In the weeks since CropProphet was launched for the new season, the winter wheat yield outlook has been buoyed by above-normal USDA crop condition estimates in many of the top growing states, and particularly from Texas to South Dakota. The strong crop ratings are a reflection of a very mild winter, with adequate rainfall and soil moisture in most of the central U.S. (see below).

November '19 to March 2020 temperature anomalies:   CropProphet
November '19 to March '20 Precipitation Anomaly: CropProphet
CropProphet March 2020 Average Soil Moisture

In the past few weeks, unusually cold weather with widespread late spring freezes in the central and northern Plains has caused some deterioration in the USDA ratings, but even after these declines, the reported crop condition remains generally good, and the strong crop ratings are the primary reason for the above-trend yields that CropProphet currently expects in the Plains. The greatest yield surplus is currently found in Nebraska, where the USDA crop condition is far better than normal (and similar to last year at the same date).

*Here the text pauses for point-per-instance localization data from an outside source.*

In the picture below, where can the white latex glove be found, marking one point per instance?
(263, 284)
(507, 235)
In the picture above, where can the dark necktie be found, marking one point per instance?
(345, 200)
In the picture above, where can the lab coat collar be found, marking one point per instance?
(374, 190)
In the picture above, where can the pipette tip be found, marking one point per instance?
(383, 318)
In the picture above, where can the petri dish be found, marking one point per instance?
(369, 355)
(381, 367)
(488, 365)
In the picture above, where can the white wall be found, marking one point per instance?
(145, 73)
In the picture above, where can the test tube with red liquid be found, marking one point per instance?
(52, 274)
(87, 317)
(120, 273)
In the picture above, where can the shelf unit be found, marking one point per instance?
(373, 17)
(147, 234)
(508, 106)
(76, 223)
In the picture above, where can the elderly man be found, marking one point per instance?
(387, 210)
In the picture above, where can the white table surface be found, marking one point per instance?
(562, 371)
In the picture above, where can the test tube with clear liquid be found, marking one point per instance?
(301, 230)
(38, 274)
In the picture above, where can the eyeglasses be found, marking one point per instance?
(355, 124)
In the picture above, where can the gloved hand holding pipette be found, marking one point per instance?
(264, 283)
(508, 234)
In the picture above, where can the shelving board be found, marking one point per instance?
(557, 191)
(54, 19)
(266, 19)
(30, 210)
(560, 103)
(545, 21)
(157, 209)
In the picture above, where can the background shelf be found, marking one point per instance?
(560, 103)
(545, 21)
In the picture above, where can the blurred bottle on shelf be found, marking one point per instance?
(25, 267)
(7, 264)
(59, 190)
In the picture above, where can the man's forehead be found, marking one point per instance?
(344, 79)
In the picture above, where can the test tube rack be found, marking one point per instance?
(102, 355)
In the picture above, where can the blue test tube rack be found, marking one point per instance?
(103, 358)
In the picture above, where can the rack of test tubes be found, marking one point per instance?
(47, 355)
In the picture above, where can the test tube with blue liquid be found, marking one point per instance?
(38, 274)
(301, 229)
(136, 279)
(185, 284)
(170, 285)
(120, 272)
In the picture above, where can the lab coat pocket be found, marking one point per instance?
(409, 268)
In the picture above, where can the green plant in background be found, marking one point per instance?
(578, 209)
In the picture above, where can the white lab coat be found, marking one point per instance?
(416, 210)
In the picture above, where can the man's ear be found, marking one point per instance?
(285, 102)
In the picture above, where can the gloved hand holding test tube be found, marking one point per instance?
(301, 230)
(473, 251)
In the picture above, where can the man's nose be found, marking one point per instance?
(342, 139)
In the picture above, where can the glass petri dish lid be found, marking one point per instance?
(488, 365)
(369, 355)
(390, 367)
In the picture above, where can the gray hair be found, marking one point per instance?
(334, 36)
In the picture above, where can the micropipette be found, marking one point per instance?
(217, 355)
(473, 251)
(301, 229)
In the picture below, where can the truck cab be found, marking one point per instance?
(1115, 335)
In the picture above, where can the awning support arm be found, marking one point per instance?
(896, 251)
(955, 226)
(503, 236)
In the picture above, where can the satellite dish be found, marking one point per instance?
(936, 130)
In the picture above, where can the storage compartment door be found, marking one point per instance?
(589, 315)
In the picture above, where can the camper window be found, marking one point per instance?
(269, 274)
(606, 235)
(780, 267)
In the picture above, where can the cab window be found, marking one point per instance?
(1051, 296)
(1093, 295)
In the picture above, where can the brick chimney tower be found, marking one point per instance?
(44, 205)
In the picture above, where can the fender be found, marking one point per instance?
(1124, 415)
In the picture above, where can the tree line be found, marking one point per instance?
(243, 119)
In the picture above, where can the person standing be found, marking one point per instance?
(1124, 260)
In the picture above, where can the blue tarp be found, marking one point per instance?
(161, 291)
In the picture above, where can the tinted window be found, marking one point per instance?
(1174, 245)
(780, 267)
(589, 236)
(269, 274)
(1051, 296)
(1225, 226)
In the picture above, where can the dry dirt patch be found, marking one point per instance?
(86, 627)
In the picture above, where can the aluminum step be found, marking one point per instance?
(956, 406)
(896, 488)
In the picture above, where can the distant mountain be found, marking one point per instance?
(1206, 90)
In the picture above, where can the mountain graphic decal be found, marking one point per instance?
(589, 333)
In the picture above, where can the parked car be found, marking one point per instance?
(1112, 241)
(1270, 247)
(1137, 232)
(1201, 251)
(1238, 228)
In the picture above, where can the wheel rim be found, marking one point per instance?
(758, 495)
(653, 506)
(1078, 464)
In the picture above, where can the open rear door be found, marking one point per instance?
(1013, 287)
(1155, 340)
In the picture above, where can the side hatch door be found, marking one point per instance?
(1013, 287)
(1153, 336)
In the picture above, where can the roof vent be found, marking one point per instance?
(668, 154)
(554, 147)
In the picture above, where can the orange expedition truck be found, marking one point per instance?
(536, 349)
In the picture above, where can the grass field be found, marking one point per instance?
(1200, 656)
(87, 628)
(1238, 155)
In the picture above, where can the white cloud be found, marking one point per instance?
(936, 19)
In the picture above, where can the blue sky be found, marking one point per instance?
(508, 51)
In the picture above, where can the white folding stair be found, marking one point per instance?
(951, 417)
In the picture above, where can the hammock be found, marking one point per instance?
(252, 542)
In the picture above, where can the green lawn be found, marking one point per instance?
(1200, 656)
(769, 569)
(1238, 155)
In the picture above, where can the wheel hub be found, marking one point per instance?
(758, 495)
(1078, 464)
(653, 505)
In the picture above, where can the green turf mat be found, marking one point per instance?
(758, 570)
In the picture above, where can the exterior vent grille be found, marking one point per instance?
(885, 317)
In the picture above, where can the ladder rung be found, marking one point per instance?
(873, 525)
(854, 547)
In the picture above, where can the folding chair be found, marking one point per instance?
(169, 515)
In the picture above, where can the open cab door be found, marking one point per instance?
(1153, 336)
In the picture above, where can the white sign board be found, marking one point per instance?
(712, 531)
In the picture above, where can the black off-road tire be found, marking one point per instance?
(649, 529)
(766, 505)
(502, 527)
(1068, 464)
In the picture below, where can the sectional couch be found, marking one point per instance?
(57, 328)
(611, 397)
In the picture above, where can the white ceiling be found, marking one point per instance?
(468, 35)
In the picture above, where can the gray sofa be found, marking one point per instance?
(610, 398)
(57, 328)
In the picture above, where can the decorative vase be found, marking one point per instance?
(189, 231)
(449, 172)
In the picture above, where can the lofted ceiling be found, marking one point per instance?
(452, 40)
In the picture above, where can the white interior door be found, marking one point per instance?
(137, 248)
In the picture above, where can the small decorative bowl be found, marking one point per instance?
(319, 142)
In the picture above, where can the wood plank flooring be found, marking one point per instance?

CropProphet US National Winter Wheat yield forecast: Deviation from technology trend analysis

The recent cold weather does give cause for concern with regards to the winter wheat yield forecast, however. Cold has been remarkably intense for the time of year in the central U.S., with temperatures averaging about 15°F below normal in the central Plains in the past week (see below). In Kansas, the top winter wheat growing state, the average temperature for the middle 10 days of April has been the second coldest on record (1981-present), trailing only 2013.

Freeze damage has undoubtedly occurred in some areas where crop development is relatively advanced; for example, 81% of Oklahoma winter wheat acreage has seen temperatures below 30°F (-1°C) in the past 10 days, and the USDA reports that 28% of the state’s crop was already in the sensitive heading phase by last weekend. Damage is also likely to have occurred in northern Texas.

CropProphet: April 19, 2020 7-day temperature anomaly

CropProphet uses several freeze predictors to capture the impacts of damaging spring frost on winter wheat, and it is likely that the county-level forecasts will show some deterioration in yield and production over the next few weeks in areas where freezing conditions affected relatively mature wheat fields. The delay in CropProphet’s response to the freeze is related to the process for estimating crop maturity; CropProphet relies on the USDA crop progress at later dates to obtain more accurate estimates of the state of the crop at the time of the freeze. For now, the CropProphet county forecasts only show modest yield declines in parts of Kansas, Colorado, and the Texas and Oklahoma panhandles.

CropProphet: April 21, 2020 Change in Winter Wheat Yield forecast from two weeks ago

According to CropProphet, total U.S. production of winter wheat is likely to be near x.xx [data removed to protect our subscribers] billion bushels, with a central 50% confidence interval of 1.xx-1.xx [data removed to protect our subscribers] billion bushels. With the exception of 2018, this would be the lowest national production since the drought year of 2002, and the ongoing trend towards lower acreage is partly to blame; the USDA reports the lowest planted acreage for U.S. winter wheat since 1971.